(ANSA) - REGGIO CALABRIA, 25 GEN - La crisi pandemica ha
lasciato il segno sul mercato del lavoro della provincia di
Reggio Calabria: sono stati quasi diecimila, nonostante il
blocco dei licenziamenti imposto dal Governo - rileva la Camera
di Commercio reggina - i posti di lavoro pari a -6,6% rispetto
all'anno precedente, persi nel solo primo semestre del 2020 nel
territorio della città metropolitana.
Una dinamica senza dubbio preoccupante che, tuttavia, appare
leggermente migliore di quella media regionale, dove la
variazione si è attestata al -8,2%.
"Nonostante le misure a contrasto degli effetti economici
della pandemia - afferma il presidente dell'ente camerale
Antonino Tramontana - abbiano in parte mitigato il quadro
operativo del mercato del lavoro reggino, già nei primi mesi del
2020 abbiamo riscontrato una perdita di quasi diecimila posti di
lavoro. Una contrazione che, con ogni probabilità, sarà
ulteriormente acuita dal contesto tutt'altro che favorevole
sperimentato durante la seconda metà dell'anno. Appare quanto
mai necessario sostenere le nostre imprese per il 2021 e gli
anni futuri perché solo facendo ripartire gli investimenti si
potranno ricreare le condizioni per una ripresa delle
assunzioni".
"Anche il tasso di occupazione, come confermato dai dati
Istat - è detto in un comunicato - subisce una battuta di
arresto, con solo il 37% della popolazione attiva compresa tra i
15 e i 64 anni che dichiara di essere impiegata. Un valore di
2,2 punti percentuali inferiore rispetto a quello di fine 2019
che colloca l'area metropolitana reggina 2,1 punti al di sotto
della media regionale e oltre venti punti al di sotto di quella
italiana. La debolezza del mercato del lavoro derivante dalle
numerose restrizioni imposte dal Governo all'attività d'impresa
ha influito anche sull'orientamento dei senza lavoro a cercare
un impiego. Il tasso di attività, infatti, diminuisce del 12,9%
rispetto al 2019, il che si traduce in circa 23 mila persone in
meno che so-no occupate o alla ricerca attiva di un impiego. Ciò
determina un effetto positivo sulla disoccupazione, calcolata
come numero di persone non occupate alla ricerca attiva di un
lavoro.
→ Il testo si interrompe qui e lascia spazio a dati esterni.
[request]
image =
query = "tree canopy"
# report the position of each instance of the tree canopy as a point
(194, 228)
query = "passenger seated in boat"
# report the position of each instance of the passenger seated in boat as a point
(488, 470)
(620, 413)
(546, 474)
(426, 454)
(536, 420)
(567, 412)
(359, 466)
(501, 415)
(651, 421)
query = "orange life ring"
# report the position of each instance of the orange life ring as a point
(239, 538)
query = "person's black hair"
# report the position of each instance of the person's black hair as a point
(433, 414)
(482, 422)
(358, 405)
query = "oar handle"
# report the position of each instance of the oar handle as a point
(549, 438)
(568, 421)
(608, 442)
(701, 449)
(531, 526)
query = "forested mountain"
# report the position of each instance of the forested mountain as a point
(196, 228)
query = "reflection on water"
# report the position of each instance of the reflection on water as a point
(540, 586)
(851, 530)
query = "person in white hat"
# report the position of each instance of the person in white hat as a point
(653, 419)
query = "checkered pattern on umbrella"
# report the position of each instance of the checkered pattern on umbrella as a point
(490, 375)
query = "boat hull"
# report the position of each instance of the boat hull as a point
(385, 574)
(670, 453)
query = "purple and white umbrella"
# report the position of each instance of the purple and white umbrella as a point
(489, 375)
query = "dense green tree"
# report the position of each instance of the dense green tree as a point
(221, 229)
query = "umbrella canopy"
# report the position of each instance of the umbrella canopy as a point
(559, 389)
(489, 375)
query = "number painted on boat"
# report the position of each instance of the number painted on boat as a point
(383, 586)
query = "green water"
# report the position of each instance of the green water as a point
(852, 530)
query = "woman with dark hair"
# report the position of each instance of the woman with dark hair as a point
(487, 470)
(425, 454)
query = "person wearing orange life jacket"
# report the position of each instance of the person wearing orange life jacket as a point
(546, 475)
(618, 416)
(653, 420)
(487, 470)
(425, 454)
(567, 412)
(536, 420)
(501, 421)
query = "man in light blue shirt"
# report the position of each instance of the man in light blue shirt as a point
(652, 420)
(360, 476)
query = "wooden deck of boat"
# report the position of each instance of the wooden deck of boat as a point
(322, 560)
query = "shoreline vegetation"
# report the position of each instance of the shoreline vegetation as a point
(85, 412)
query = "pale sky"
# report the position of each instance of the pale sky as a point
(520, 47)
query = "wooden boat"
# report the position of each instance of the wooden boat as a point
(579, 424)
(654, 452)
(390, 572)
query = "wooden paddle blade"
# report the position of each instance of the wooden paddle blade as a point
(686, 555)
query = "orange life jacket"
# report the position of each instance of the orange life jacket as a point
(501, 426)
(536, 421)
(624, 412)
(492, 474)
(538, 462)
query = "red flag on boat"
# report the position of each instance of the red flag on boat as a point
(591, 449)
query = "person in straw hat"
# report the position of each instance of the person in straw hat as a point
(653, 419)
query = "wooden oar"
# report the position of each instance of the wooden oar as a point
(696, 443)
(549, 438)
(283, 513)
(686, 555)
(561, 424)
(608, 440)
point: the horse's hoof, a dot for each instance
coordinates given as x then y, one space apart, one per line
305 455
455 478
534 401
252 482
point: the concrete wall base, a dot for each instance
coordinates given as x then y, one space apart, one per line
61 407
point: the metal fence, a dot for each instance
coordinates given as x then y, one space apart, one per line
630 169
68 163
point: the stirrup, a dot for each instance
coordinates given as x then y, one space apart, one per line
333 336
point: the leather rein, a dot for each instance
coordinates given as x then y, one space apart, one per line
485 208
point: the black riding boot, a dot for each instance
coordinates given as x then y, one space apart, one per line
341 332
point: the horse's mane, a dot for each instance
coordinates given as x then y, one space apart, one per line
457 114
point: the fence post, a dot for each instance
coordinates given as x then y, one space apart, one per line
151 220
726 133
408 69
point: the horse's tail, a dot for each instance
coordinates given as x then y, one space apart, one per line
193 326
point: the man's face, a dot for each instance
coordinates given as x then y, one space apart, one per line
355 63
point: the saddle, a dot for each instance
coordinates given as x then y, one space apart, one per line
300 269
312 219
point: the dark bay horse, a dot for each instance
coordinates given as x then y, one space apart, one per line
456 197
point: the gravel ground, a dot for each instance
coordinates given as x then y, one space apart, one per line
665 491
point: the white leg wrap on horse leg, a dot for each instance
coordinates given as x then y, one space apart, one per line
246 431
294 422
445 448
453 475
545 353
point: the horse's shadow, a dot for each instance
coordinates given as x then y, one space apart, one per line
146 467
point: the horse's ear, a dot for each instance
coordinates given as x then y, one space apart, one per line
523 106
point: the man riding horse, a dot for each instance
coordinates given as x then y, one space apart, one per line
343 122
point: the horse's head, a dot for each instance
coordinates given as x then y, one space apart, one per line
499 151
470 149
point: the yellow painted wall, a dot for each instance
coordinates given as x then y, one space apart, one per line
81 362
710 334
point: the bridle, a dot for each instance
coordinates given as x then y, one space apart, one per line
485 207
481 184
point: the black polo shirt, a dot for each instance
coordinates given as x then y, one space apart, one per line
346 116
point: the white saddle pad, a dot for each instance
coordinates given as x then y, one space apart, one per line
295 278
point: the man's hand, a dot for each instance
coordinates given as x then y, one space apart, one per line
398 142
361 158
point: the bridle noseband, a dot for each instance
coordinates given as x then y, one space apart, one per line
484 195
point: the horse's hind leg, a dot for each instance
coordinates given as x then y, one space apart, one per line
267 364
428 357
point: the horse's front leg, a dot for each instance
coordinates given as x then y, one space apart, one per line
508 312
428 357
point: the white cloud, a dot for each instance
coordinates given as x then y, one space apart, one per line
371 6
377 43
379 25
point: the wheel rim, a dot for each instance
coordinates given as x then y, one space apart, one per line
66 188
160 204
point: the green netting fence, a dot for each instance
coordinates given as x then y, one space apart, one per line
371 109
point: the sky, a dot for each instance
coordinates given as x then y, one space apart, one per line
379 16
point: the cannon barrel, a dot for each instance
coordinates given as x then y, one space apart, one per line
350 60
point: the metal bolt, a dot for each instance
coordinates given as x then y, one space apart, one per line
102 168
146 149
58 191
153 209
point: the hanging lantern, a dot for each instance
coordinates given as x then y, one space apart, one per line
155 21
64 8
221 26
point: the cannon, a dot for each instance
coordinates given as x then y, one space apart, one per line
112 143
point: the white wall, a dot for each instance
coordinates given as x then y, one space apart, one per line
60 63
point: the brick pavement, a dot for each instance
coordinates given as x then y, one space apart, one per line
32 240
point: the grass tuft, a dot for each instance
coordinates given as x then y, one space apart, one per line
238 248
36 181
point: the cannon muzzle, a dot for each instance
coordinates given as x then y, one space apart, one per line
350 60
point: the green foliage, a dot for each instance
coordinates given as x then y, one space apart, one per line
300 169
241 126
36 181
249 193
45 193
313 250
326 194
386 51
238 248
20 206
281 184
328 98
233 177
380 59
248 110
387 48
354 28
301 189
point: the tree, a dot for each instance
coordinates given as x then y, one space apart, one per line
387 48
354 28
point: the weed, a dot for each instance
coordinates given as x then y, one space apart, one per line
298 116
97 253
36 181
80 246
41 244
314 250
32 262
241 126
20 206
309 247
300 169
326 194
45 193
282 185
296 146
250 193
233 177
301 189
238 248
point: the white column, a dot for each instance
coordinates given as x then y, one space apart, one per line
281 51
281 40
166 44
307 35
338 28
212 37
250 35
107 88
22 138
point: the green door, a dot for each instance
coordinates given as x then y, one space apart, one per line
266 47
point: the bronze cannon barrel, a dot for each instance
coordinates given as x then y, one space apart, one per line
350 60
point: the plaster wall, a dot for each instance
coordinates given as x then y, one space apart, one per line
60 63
Posto in questi termini, non stupisce che il tasso di
disoccupazione migliori, portandosi dal 18,9% del 2019 al 13,1%
del primo semestre del 2020. Ciò non accade per i più giovani,
con il tasso specifico riferito alla popolazione 15-24 anni in
aumento di oltre 7 punti percentuali".
A confermare il clima recessivo in atto sul fronte del lavoro
ci sono gli esiti di un' indagine Unioncamere-Anpal, sulle
previsioni dei fabbisogni occupazionali delle imprese. "Il 61,4%
delle imprese con almeno un dipendente, secondo i dati emersi -
è detto ancora nel comunicato - si trova ad operare a regime
ridotto rispetto ai livelli pre-emergenza, mentre solo il 35,3%
delle imprese svolge le proprie attività a regimi simili a
quelle pre-Covid. Ne consegue che, nonostante la maggior parte
(il 77,4%) abbia dichiarato un andamento occupazionale stabile
nel secondo semestre 2020, esiste comunque un quinto di
intervistati che dichiara di voler ancora procedere sulla linea
di riduzione della forza lavoro impiegata". (ANSA).